Margareta Lindholm, one of the organisers of the conference, says she is very satisfied as well. “15 countries were represented, including the Baltic countries, Croatia, Hungary, so the countries that we wanted to attract”, she looks back. “In the former communist countries probation is still something relatively new. Probation organisations from these countries are very eager to build up an international network and contacts, so they can build their services on the knowledge which already exists. Fortunately, we received a subsidy of the Swedish governmental help organisation with which we could reduce the subscription fee for our Eastern European visitors. Otherwise they just wouldn’t been able to pay it.”

In fact, the conference attracted participants as far as Thailand. “They found out about the conference through the internet”, Margareta Lindholm explains. “Recently Thailand has adopted a Drug Addict Rehabilitation Act, so they were looking for best practices and want to learn from other countries.” So the outreach of the CEP seems not to be confined to the European continent.

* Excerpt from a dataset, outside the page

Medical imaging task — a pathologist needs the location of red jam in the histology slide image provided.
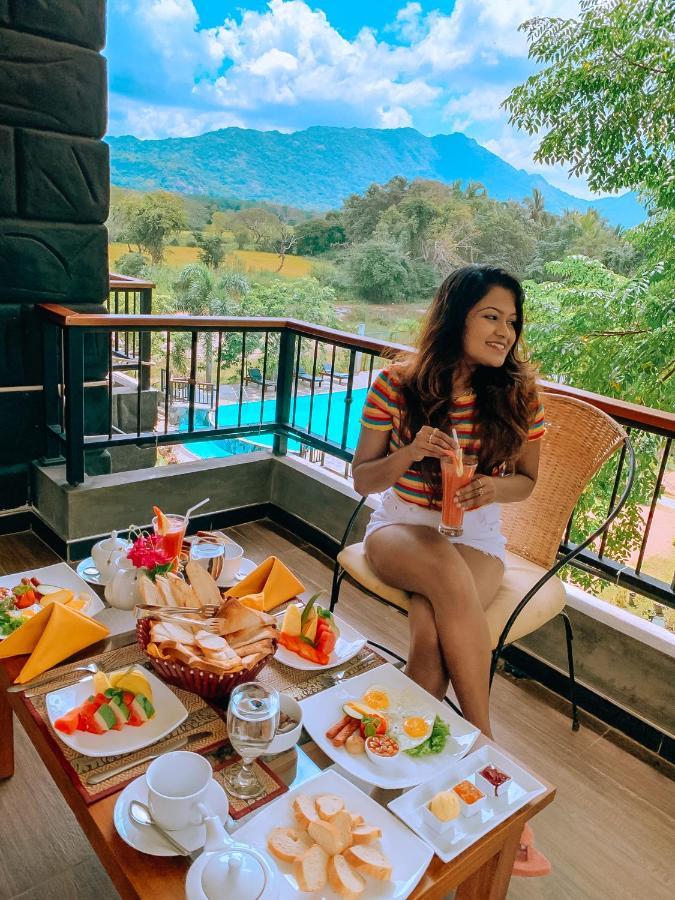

During the workshops of the conferences, there was indeed quite a lot of information exchange between the different participants. During the plenary sessions, they could listen to various specialist speakers in the field of probation, and even to a high-ranking policy officer from the EU.

“Personally I thought the most interesting speech was delivered by Fred Nyberg from the University of Uppsala”, Margareta Lindholm comments. “He is a specialist on the reaction of the brain to drugs. Drugs work on the nerves of the brain, causing a sensation of feeling good. Frequent use of drugs damages the nerves, so the sensation of feeling good gets less intense. Nyberg discovered that the nerves in the brain can recover form this damage under the influence of growth hormone. He estimates that 40 percent of all drug users can kick the habit by using growth hormone. Is this a revolutionary break-through in helping people lose their addiction?”

Tamas Szeiberling, probation officer in charge of organising community services here in Pécs county in Hungary, was one of the visitors of the conference. He underlines the importance of networking at the conference. “In my work, I don’t have very much to do with drugs. The main thing of such a meeting for me is to meet probation officers from different countries. I feel that exchanging views with colleagues from other probation services in Europe make a lot of sense. For instance, at a previous congress I have met a probation officer from Zurich canton. Through this contact, I have received a lot of information on the community service in Switzerland and a lot of research material. I am really using this information for my work in Hungary. And now, after the conference in Stockholm, I regularly exchange information with the participant from Croatia.

“I have been to different conferences; not just from CEP, but also from other organisations and bodies. And I can say the Stockholm conference was at a very high level.”